This week: Floor Haverkamp, the art curator for the fabulous CitizenM Hotels. Apart from exploring contemporary art for the hotel chain, she is also the assistant curator for the KRC art collection. We are very curious to see what this arty lady would choose for her own wall.
Floor: Sjoerd’s scientific approach fascinates me. He asks himself complicated questions like: What does a shooting star looks like, can I simulate a tornado and how can I represent wind? Before he starts making photographs, Sjoerd acts like a researcher, visiting universities and consulting specialists in the field of science and - in this case - aviation. ‘Unfold’ from the Paper Planes series is based on airplane designs that have never been put into production or have never made it into the air. “Every time I look at this series, I have to think of all these inventor’s dreams. To me it represents our drive to innovate and discover. Besides, I love the ’trompe l’ oeil’ effect in his work: this photograph really looks like a folded piece of paper”, says Floor. Until the 27th of May a new series by Sjoerd is on view at LhGWR in The Hague. This time he photographs models of objects designed to travel to the Moon.
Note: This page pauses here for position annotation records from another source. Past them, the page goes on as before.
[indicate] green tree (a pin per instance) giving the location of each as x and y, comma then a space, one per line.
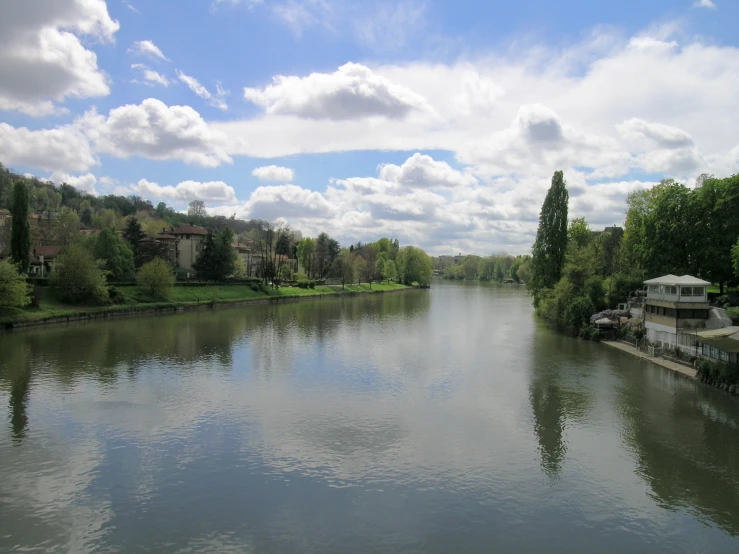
67, 228
306, 247
15, 292
156, 278
217, 259
579, 232
20, 233
114, 252
414, 265
79, 277
470, 266
669, 237
551, 238
86, 214
342, 268
390, 271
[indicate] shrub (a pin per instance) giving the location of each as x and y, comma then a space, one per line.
156, 278
733, 313
79, 277
14, 290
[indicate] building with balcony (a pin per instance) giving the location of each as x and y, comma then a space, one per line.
675, 308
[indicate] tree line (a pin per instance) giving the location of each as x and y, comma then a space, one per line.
491, 268
90, 264
669, 229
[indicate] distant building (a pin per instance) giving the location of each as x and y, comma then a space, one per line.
43, 259
189, 240
675, 308
614, 230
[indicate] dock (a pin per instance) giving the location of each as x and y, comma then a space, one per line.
667, 364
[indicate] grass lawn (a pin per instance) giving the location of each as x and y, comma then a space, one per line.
52, 306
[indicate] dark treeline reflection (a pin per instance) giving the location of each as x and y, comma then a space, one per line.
685, 438
110, 350
558, 395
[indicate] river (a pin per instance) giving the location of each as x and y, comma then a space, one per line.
439, 421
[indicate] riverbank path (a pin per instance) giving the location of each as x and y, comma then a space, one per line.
667, 364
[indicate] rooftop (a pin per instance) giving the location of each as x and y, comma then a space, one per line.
687, 280
188, 230
46, 251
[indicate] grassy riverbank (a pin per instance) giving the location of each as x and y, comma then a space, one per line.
134, 299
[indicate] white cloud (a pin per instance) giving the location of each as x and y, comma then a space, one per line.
43, 61
663, 135
65, 148
148, 49
186, 191
150, 77
217, 100
156, 131
351, 92
420, 171
84, 182
274, 173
About the artist: Moving air, wind, a tornado; the work of Sjoerd Knibbeler (1981) concentrates on visualising invisible natural phenomena through photography. Knibbeler creates and simulates inside his studio environment and follows his almost boyish curiosity in carrying out his mostly fragile ephemeral constructions with simple materials like paper and plastic.
Knibbeler is a master of creating suggestive images that have an ultimate aesthetical presence and create substantial tension which makes you doubt the realness of his images. However, everything that he photographs is real. Using the illusionistic, or as he puts it, “the magical” qualities of the camera, is what Knibbeler finds most intriguing in the medium. Both through the materials he uses for his constructions and the conditions he tries to visualise, he explores the paradoxical relation between the still, two-dimensional character of photography and his often transparent, moving, voluminous subjects.
The photographer won the Grand Prix du jury Photographie at the Hyères International Festival of Fashion and Photography, published his first book Paper Planes, was selected as one of the Foam Talents 2015, to name a few highlights.